Typically, ecologists will use measures of diversity to compare communities. These allow for comparisons that may hint at the presence (or absence) of processes that are driving these patterns. For our project, we focused on richness, evenness, and the Shannon diversity index. While these are typically used for the species level, they have also been used for higher levels of organization. Richness is simply the number of different types of organisms in a given area. It does not account for the number of those organisms relative to each other, e.g. community A with four iguanas and two toucans has a species richness of 2, while community B with five iguanas and two toucans still has a richness of 2. Evenness describes the relative numbers of each type relative to another type. If community A has five iguanas and five toucans, it is more “even” than a community with seven iguanas and five toucans, but both are equally “rich.” The Shannon diversity index accounts for both richness and evenness and allows for a broader comparison. This index accounts for rare species better than other indices.
The tropical setting made for particularly interesting adventures while we were in the field collecting data. Several times our group would head out under a sunny sky only to be met with a downpour minutes later. This, along with our inability to sample during the morning, made it challenging to collect a lot of data. However, it certainly added to the experience. During one of our outings, we were sampling vernal pools late at night and stumbled across a tiger-heron. These large, beautiful birds have distinctive patterning and long necks. We saw it standing as a silhouette in the tall grass, either stalking potential prey or ensuring we wouldn’t see it. Off in the distance, we heard howler monkeys and thunder clashing in battle (they aren’t particularly fond of loud noises). However, lightning would occasionally illuminate this bird for us to see it in all its glory.

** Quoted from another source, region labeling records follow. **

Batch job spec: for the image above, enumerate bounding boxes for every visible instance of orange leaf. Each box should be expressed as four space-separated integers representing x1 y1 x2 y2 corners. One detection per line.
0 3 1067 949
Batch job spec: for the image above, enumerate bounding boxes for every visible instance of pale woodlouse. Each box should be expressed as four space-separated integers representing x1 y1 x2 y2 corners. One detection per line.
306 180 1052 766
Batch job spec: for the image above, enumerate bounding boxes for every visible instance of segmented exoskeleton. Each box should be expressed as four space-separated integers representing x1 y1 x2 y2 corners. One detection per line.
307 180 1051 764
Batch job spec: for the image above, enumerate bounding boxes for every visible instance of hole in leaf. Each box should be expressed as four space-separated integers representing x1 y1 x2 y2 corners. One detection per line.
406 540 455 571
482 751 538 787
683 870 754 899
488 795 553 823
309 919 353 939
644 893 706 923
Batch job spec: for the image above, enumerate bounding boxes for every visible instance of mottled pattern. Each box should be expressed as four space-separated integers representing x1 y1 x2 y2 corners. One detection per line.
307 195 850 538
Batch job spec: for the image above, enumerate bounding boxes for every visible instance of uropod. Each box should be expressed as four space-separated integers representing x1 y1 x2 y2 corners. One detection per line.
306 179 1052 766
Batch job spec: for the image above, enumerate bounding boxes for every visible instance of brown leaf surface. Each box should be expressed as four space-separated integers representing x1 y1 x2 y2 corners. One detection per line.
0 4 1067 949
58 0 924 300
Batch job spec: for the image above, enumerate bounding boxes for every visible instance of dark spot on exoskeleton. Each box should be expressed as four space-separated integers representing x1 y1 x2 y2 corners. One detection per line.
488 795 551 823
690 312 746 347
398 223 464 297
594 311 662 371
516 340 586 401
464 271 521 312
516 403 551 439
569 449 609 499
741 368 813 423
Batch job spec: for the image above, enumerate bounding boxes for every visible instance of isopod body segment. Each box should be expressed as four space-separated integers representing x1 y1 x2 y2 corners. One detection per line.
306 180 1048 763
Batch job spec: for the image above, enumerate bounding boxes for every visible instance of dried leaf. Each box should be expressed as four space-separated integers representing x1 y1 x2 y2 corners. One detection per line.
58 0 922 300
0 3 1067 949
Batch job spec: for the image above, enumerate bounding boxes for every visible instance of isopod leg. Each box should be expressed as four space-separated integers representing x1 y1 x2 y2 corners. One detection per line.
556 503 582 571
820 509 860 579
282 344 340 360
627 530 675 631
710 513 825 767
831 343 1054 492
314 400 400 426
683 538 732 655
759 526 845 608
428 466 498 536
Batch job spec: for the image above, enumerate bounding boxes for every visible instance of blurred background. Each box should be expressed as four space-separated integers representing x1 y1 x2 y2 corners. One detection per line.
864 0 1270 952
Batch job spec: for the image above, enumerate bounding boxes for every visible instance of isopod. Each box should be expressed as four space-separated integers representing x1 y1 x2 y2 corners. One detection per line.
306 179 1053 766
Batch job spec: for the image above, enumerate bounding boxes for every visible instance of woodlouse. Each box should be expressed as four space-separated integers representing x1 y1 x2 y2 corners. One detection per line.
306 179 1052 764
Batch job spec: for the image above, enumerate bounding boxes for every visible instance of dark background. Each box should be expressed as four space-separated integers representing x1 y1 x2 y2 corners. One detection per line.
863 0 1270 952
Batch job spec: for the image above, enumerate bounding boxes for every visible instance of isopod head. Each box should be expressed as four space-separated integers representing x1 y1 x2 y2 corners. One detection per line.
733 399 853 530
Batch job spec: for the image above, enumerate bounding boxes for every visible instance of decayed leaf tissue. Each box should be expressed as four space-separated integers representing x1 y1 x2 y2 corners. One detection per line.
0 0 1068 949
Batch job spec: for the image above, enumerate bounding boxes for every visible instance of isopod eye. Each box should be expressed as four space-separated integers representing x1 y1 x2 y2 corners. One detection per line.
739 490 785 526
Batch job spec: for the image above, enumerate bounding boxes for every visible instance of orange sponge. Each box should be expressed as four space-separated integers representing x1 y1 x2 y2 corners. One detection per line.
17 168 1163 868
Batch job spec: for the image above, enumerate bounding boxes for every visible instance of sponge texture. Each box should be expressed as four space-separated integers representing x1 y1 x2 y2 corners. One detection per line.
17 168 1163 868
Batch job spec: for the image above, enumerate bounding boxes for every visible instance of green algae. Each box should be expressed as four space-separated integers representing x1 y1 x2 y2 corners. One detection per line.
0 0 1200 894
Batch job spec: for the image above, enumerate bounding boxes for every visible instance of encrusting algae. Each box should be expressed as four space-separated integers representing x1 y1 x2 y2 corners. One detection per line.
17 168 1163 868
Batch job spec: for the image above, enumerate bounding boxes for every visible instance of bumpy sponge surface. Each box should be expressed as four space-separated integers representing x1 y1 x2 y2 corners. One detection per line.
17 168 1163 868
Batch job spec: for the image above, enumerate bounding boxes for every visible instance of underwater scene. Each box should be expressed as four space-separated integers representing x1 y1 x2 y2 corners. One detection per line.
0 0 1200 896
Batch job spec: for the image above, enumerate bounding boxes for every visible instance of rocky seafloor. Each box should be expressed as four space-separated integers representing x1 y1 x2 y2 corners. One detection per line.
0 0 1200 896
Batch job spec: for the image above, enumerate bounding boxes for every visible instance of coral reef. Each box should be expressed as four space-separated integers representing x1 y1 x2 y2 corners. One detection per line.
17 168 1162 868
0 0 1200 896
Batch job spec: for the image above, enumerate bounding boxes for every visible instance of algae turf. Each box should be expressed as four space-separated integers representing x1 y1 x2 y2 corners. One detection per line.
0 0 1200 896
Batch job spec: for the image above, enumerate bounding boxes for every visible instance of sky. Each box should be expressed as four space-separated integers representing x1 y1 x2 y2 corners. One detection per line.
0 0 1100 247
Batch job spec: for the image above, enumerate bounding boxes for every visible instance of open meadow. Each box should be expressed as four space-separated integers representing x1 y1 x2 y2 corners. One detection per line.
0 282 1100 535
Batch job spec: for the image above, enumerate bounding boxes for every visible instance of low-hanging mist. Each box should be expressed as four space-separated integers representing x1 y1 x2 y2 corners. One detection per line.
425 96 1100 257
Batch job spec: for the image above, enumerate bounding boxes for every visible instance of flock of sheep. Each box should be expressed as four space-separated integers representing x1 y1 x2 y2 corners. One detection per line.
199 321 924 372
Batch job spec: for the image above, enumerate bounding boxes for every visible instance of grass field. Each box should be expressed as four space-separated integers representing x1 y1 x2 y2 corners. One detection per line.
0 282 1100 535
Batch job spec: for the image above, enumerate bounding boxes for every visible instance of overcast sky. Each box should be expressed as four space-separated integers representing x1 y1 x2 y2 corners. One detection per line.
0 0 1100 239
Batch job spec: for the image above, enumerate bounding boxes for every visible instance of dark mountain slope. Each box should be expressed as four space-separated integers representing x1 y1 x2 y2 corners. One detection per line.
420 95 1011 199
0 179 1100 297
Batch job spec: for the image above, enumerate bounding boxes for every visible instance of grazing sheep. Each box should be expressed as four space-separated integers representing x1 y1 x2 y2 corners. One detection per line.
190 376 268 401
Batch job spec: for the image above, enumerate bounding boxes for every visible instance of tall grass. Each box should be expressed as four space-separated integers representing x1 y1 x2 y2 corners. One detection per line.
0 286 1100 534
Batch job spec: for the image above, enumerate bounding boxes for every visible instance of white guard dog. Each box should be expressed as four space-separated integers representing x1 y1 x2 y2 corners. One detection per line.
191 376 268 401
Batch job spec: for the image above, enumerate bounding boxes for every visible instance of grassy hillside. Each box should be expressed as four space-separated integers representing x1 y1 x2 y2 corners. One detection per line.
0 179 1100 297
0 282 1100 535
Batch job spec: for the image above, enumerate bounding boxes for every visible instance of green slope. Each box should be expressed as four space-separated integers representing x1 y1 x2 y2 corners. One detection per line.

During another outing, we encountered two aquatic turtles, several species of frogs, and glimpsed a juvenile caiman. While these were not our focal species, the ability to interact at such a fine scale brought to light many of the large scale concepts of ecology that are taken for granted. Some research focuses on ‘model’ organisms or organisms which are of particular importance for testing an idea. However, what is lost is the bigger picture: the ecosystem is more than the sum of its parts. There may be some systems which are too complex for us to truly depict, but we can still use science to get a glimpse into how they operate. Indeed, all models are wrong but some are useful. Despite the limitations of empirical research, it is the best method we have for examining reality. We often take for granted what is ‘known,’ but what is currently known was not always so. The sheer amount of work required for even the smallest of projects always amazes me and makes me appreciate the endeavors of scientists worldwide all the more.